As we’ve chatted about before in these pages, sight picture is important, but trigger control is paramount. It’s especially true with these little guns, as the slightest wobble can toss a round into the next county. If you gain control over the stagy-hard-gritty trigger on many of these guns, you’ll be rewarded with accuracy sure to surprise you.
When I was a range officer for a short time on the police department, we would have detectives attempt to qualify with their various 2″ guns. This was the very early 1980s and wheelguns were the backbone of police work. Plus, wearing a Colt Detective or Chief’s Special was the hallmark of a detective. Call it their badge of office.

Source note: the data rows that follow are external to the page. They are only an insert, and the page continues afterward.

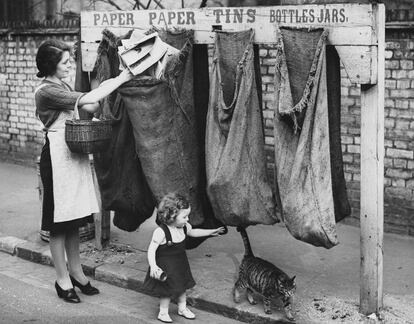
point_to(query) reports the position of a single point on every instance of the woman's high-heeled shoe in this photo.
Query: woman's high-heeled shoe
(68, 295)
(87, 289)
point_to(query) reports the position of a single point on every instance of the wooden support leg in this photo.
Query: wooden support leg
(101, 219)
(372, 182)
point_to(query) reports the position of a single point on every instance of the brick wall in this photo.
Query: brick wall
(21, 138)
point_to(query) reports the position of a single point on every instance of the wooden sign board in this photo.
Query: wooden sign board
(347, 24)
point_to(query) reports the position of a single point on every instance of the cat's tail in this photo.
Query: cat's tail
(247, 247)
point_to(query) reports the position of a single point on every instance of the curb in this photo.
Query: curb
(124, 277)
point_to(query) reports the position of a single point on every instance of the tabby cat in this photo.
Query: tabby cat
(264, 278)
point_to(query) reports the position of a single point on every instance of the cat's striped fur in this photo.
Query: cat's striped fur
(264, 278)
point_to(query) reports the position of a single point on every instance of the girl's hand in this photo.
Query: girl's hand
(218, 231)
(155, 272)
(125, 75)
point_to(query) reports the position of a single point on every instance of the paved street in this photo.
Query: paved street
(27, 295)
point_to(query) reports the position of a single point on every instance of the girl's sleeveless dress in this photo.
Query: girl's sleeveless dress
(172, 259)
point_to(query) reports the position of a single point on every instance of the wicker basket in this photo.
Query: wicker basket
(87, 136)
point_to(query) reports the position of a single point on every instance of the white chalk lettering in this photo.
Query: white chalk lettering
(324, 16)
(111, 19)
(171, 18)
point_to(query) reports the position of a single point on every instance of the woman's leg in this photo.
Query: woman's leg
(72, 251)
(182, 307)
(57, 248)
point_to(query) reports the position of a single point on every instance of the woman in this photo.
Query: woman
(69, 196)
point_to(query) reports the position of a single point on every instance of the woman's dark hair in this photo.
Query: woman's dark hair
(49, 55)
(169, 207)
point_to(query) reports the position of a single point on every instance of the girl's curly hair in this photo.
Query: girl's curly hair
(169, 207)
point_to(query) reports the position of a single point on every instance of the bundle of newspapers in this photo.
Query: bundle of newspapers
(145, 53)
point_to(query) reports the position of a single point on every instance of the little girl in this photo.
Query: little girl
(167, 256)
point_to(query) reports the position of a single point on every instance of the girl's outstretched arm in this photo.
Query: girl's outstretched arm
(156, 239)
(199, 232)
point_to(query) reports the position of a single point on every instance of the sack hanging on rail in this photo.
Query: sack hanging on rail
(301, 133)
(235, 159)
(122, 183)
(163, 119)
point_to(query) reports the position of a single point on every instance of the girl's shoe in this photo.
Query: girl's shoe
(69, 295)
(186, 313)
(87, 289)
(164, 317)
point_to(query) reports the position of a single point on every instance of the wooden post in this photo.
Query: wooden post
(101, 219)
(372, 179)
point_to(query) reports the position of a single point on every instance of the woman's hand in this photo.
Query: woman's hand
(155, 272)
(218, 231)
(125, 75)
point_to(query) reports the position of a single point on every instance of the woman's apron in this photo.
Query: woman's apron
(73, 187)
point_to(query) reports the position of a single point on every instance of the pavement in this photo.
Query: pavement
(327, 280)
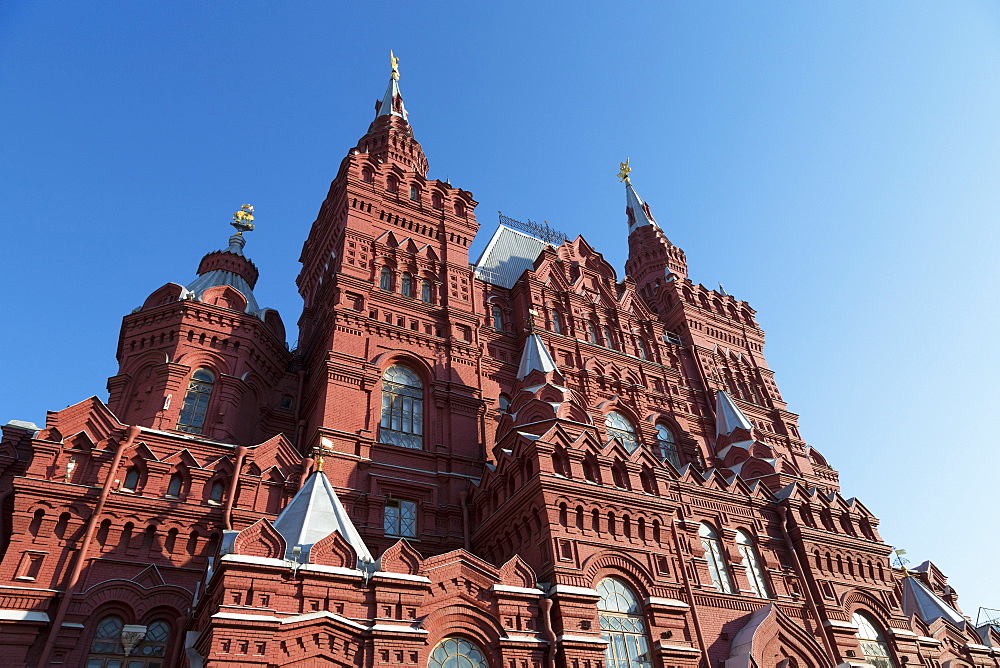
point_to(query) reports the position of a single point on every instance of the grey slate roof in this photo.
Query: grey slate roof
(634, 204)
(728, 416)
(313, 514)
(917, 598)
(535, 357)
(507, 256)
(217, 277)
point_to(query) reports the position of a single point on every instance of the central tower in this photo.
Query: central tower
(388, 306)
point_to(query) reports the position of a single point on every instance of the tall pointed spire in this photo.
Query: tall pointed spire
(637, 211)
(535, 357)
(728, 416)
(392, 102)
(390, 138)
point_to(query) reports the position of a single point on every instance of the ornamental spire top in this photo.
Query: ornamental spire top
(637, 211)
(243, 219)
(392, 102)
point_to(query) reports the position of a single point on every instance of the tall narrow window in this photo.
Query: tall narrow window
(608, 341)
(497, 313)
(716, 563)
(131, 479)
(174, 488)
(873, 644)
(622, 626)
(400, 518)
(402, 421)
(618, 426)
(556, 321)
(751, 562)
(105, 648)
(668, 446)
(457, 653)
(192, 419)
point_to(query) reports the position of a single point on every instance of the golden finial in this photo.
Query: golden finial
(394, 63)
(623, 172)
(243, 219)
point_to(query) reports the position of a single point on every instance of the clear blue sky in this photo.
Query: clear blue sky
(835, 164)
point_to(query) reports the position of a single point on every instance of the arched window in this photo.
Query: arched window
(713, 555)
(619, 427)
(153, 647)
(668, 445)
(131, 479)
(751, 562)
(176, 482)
(192, 418)
(402, 421)
(622, 626)
(873, 644)
(608, 341)
(217, 492)
(556, 321)
(457, 653)
(106, 646)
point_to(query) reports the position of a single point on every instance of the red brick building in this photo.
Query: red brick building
(517, 462)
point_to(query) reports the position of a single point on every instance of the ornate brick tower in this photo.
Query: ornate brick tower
(523, 462)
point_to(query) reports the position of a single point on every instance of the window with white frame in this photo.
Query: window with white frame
(622, 626)
(402, 420)
(714, 556)
(400, 518)
(751, 562)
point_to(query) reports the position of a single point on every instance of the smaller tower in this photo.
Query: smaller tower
(652, 258)
(204, 358)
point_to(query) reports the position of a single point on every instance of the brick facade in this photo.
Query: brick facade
(499, 507)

However it was the rare bird who could actually shoot one. Most would show up with their old duty belt and 6″ Model 10 and shoot that. I would cry foul, but at the time, it was allowed. But now and again, I’d see one try with a 2″ and snort in disgust, “This is a piece of crap and it won’t hit a thing at this distance!”
“This distance” was usually seven to 15 yards. “Can I borrow it for a sec?” I’d ask. They’d hand off, making harrumphing noises of disgust. I would load with five and, taking a comfortable stance and staging the trigger, could usually place the five in a neat group in the head or center torso of the B27 target. I would then hand the gun back and say something witty and charming like, “Gosh, the gun seems to shoot fine. Perhaps you need to learn how to shoot it? I’d be happy to teach you,” delivered with a big, toothy grin.
I also bought a lot of small guns, cheap, right then and there, and used to keep a $100 bill in my wallet just for that purpose. And it’s too bad, as 15 minutes of training might have had most of them on-target — if they’d only wanted to learn.
And that’s the key, right there in front of us. You need to want to learn. It’s the only way you’ll be safe with these guns. And, it’s the only way you’ll be able to use one and enjoy just how remarkable these little “expert’s guns” truly are. Honest.